ELMAR BONES/ A China e o Coronavirus

Se estão certas as informações de que a pandemia está sob controle e em declínio na China, o mundo vai ter que copiar o que os chineses fizeram para combater o corona.

Erros clamorosos à parte, como o hotel com pessoas em quarentena que desabou, a estratégia deles funcionou.

Priorizaram o isolamento, a contenção e o atendimento às pessoas, mesmo à custa de enormes gastos e perdas econômicas, proibindo circulação de cargas, funcionamento de fábricas, usinas, siderurgias,  centros comerciais e tudo mais.
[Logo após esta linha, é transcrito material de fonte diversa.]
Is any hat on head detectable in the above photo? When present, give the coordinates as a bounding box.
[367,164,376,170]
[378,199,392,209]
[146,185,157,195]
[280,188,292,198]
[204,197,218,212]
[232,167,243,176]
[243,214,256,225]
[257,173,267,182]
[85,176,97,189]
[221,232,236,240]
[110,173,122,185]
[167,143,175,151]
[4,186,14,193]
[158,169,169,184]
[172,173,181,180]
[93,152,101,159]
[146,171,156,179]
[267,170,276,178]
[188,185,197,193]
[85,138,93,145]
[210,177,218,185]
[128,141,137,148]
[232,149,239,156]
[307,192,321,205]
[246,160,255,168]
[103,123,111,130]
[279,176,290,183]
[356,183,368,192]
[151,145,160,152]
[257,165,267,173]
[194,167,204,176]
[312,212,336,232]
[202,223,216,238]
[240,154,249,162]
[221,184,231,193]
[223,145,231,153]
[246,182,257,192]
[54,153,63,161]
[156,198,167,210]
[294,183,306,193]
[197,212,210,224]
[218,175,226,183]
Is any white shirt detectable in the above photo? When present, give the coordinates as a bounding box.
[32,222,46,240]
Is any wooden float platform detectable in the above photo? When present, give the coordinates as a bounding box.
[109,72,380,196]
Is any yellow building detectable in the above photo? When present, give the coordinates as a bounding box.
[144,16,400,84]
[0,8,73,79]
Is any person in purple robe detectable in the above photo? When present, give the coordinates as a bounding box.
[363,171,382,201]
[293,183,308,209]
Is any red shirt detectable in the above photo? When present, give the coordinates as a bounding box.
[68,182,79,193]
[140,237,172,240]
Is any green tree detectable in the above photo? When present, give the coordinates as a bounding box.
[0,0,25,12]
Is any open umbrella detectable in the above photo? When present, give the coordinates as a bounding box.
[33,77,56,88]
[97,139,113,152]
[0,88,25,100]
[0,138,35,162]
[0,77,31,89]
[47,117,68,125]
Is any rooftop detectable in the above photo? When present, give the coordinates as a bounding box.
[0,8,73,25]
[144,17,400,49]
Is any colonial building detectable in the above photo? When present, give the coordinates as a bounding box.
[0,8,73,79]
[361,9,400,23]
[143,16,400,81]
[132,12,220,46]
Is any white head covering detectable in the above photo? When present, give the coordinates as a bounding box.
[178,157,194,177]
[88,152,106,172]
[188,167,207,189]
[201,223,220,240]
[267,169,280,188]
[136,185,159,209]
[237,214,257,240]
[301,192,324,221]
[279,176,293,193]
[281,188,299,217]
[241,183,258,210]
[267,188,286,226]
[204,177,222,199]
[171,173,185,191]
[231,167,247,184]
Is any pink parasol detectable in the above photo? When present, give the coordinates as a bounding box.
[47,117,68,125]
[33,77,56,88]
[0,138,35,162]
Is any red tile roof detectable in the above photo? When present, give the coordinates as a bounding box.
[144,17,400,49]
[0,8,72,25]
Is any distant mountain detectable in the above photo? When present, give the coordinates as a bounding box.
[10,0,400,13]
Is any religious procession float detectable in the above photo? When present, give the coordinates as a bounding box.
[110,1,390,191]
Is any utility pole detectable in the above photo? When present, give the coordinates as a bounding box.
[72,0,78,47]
Se o virus está realmente sob controle e em declínio, foram menos de tres meses, de dezembro de 2019 a este início de março de 2020. No ocidente estima-se em quatro meses o seu ciclo.

Nos próximos quatro meses, enquanto o Covid 19 se espalhar pelo resto do mundo, até esgotar seu ciclo, a China será uma referência para o combate ao virus, se ela realmente vencer a guerra.

Depois, quando a pandemia passar, o mundo terá que olhar para a China para ver o que eles fizeram (ou deixaram de fazer) para se recuperar dos impactos econômicos do coronavirus.

A economia chinesa, se estão certos os prognósticos oficiais, terá de dois a quatro meses de vantagem para se recuperar do impacto da pandemia. Pode ser um diferencial na guerra comercial que vai se acirrar.

Isso em tese, porque esse virus é um desafio inédito para a economia globalizada, de consequências ainda imprevisíveis.